Of course, that was for protection of the homeless from bad food - that's what the reasoning for such ordinances is usually declared to be.
And this is how it was enforced:
"...four police cruisers and approximately a half dozen officers with the Ft. Lauderdale Police Department descended upon an area in the city where Abbott, charity representatives and church members were handing out hot meals to local homeless people.
One officer demanded that he “drop that plate right now” as others picked up the trays off food and inserted them directly into the garbage with lines of homeless people looking on."
When a government official plucks a tray full of food in front of a line of hungry people and throws it into the garbage, right in front of them, that's, of course, done for those hungry people's protection and for no other reason.
And, Ft. Lauderdale's ordinance is actually not only against sharing food, but against any other "life sustaining activities". So, you are restricted by the government from providing a life-sustaining activity for your fellow men - or women - who have fallen on hard time. You need a costly license for it.
In all of the above, the government not only displays it does not give a damn about the poor - but that it wants the poor to remain poor, indefinitely, and to strip them of their pride of earning a living.
Because the easiest way to start a business is to start selling what you cooked - that is, if no immediate investment is required. And, this way, to earn money for your family.
But, if you have to put down $450 that you do not have, before earning a penny, for a snow-shoveling license, or, for a permit for a lemonade stand - your business will never open. Which is exactly what is happening in this country - where occupational licensing is stifling cheap, affordable and diverse services under the guise of "consumer protection".
And, if the government is REALLY interested in protecting the consumers while not further stifling the economy and this country's labor market by preventing new small business from emerging through endless and burdensome licensing laws, the government would at the very least exempt from licensing fees not the rich charities from licensing fees, but individual applicants based on their incomes.
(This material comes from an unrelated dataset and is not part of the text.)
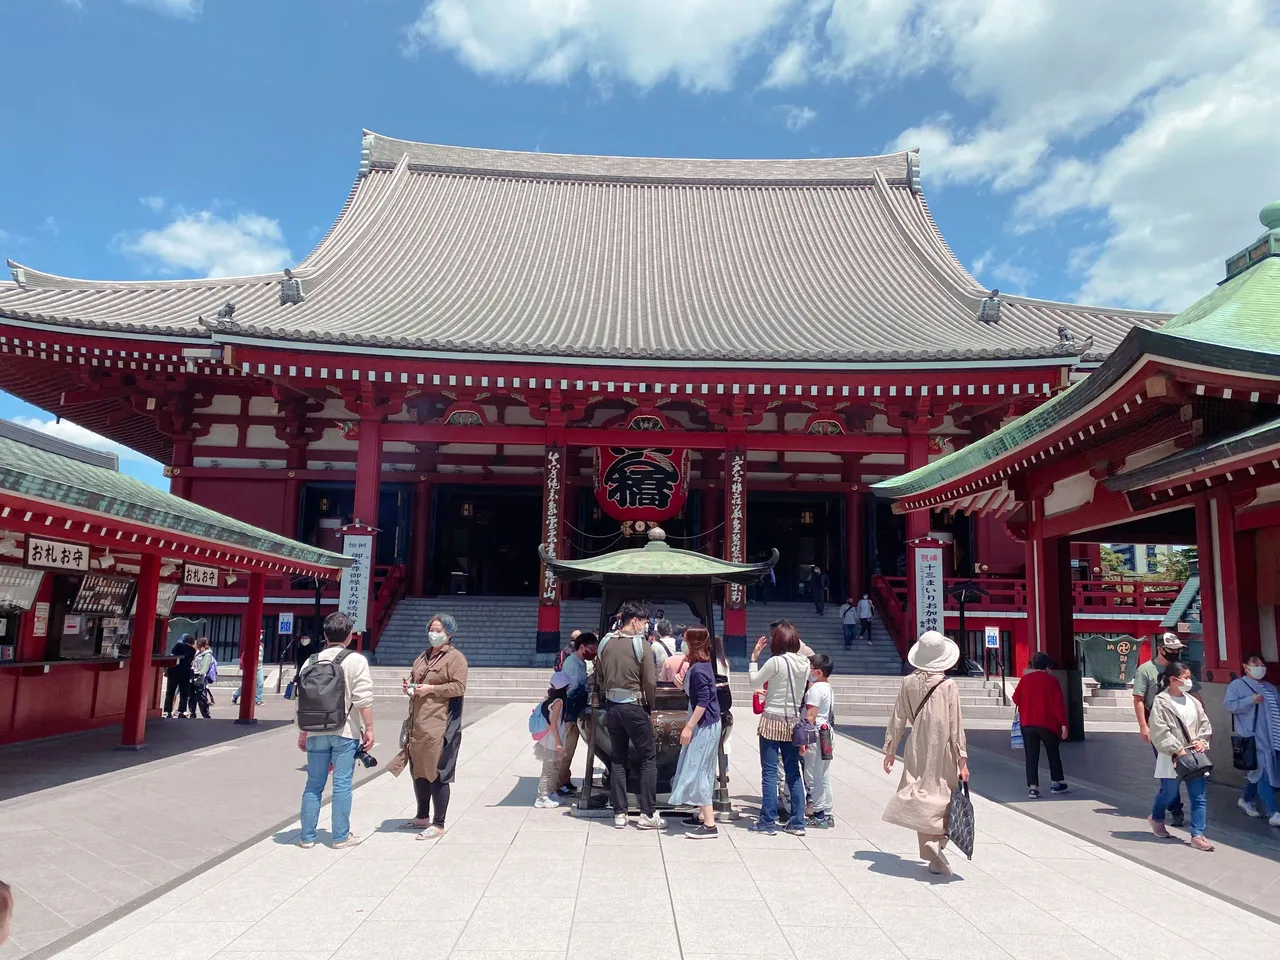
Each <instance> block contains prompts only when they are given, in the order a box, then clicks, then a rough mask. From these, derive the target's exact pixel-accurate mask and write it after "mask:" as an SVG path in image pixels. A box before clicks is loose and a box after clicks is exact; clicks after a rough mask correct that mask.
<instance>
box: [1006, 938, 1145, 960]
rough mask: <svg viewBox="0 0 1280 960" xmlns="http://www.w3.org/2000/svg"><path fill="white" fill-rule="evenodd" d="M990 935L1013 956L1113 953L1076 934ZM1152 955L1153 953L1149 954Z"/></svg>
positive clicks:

It is common knowledge that most small business do not survive through their first two years. What about completely exempting new small businesses, based on income of their founders, for those first two struggling years, from any government regulation fees?
That way, food stands will still be regulated, and consumers will still be protected - but there will not be a money-based ban on the poor to start a business of selling food they cook, or selling snow-shoveling services, or selling any other services that are currently licensed to prevent entry of new providers into the market.
Where is the American dream?
How can future Bill Gates raise their businesses from a garage - or a lemonade stands - if their efforts are nipped in the bud by stifling licensing requirements?
The government should practice what it preaches.
It enacts occupational licensing laws to protect consumers - it needs to protect consumers, not to stifle the poor from developing their businesses and ability to earn a living, and certainly not to stifle those who want to help the hungry.
Preventing people from providing cheap or free food for the hungry should be a crime.
It is certainly a sin - do the predominantly Christian people in government who enact and enforce such laws remember that?
Winter is coming, and with winter, harsh times for the poor, and for the disabled.
People will need cheap services to shovel snow, to provide shelters and to share food.
If we as taxpayers have enough money to go after lemonade stands, church stands feeding the hungry, and high school boys shoveling snow for their elderly or disabled neighbors, we certainly have the money for income-based licensing incentives to make regulation of food-related businesses both protecting consumers and not stifling small businesses, especially those operated by the poor and serving the poor.